My interests in ecology and ornithology were sparked during my undergraduate
years, and led to my senior thesis examining post-fledging parental
care in Savannah Sparrows. Since graduating, I have studied raptor
migration in the Goshute Mountains of Nevada, the dispersal patterns
of Burrowing Owls on the Carrizo Plain in California, the basic
ecology of the Long-wattled Umbrellabird in the Choco rainforest
of northwestern Ecuador, and the population demographics and impacts
of long-line fisheries on the Waved Albatross in the Galapagos Islands.
I entered
the Master's program at the University of Hawaii in the fall of
2005 as a member of Dr. David Carlon's lab, intending to enter new
fields of biological research, namely marine biology and molecular
ecology. I am currently using an amplified fragment length polymorphisms
(AFLP) genome scan and geometric morphometric techniques to study
the maintenance of a shell polymorphism in the Hawaiian periwinkle
Echinolittorina hawaiiensis.
Echinolittorina
hawaiiensis provides an excellent opportunity to apply a genomic
approach to understand the role of selection in maintaining polymorphisms.

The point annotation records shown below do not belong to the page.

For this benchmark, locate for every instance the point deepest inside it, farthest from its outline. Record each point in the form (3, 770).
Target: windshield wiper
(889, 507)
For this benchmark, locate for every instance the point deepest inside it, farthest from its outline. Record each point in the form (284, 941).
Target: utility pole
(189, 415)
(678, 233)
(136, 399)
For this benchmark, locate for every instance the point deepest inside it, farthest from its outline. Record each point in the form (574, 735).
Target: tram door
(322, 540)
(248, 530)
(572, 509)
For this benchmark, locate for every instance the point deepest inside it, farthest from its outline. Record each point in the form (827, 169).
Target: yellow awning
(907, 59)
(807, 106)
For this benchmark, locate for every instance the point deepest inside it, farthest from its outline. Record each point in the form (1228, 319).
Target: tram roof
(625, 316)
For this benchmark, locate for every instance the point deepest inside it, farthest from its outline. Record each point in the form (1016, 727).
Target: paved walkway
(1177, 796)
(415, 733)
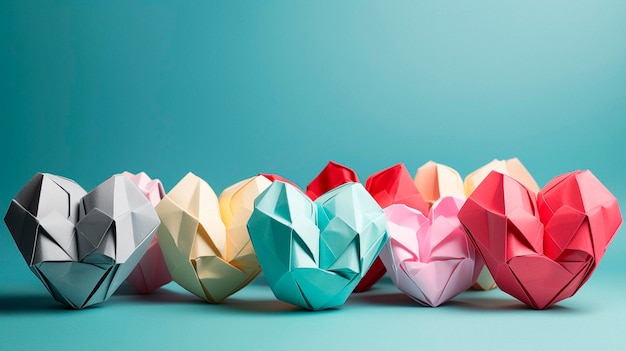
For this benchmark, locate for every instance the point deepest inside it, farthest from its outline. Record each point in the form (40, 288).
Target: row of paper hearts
(317, 247)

First, gradients in thermal stress, wave action and biological interactions
can be notoriously steep on rocky shores, creating heterogeneous
environments over short distances. Further, many intertidal snail
species demonstrate striking intraspecific polymorphisms in shell
form across environmental gradients. In E. hawaiiensis, a larger,
sculptured form lives high in the intertidal in dry areas exposed
to spray, but no direct swash, while a smaller, smooth form predominates
in the lower intertidal where it is exposed to wetter conditions.
Several lines of evidence suggest that, despite an extended larval
period of three to four weeks, this shell polymorphism is maintained
by divergent natural selection in contrasting intertidal habitats.
Nevertheless,
some malacologists are skeptical of this conclusion. Specifically,
correlations between shell morphology and microhabitat in planktotrophic
species have traditionally been interpreted as the result of phenotypic
plasticity, despite the fact that a strong genetic component exists
in nonplanktotrophic species. I am using a genomic approach to study
E. hawaiiensis in contrasting intertidal habitats for three reasons:
1) it will further our understanding of the evolution of balanced
polymorphisms across the genome as a result of spatially variable
selection in broadly dispersing species; 2) combined genomic and
phenotypic data will provide information about the relative genetic
and phenotypic control of shell sculpture in this species, providing
resolution of a long-standing malacological debate; and 3) the whole-genome
approach will provide valuable information about the genetic signature
of selection unobtainable from previous studies that examined only
a few loci.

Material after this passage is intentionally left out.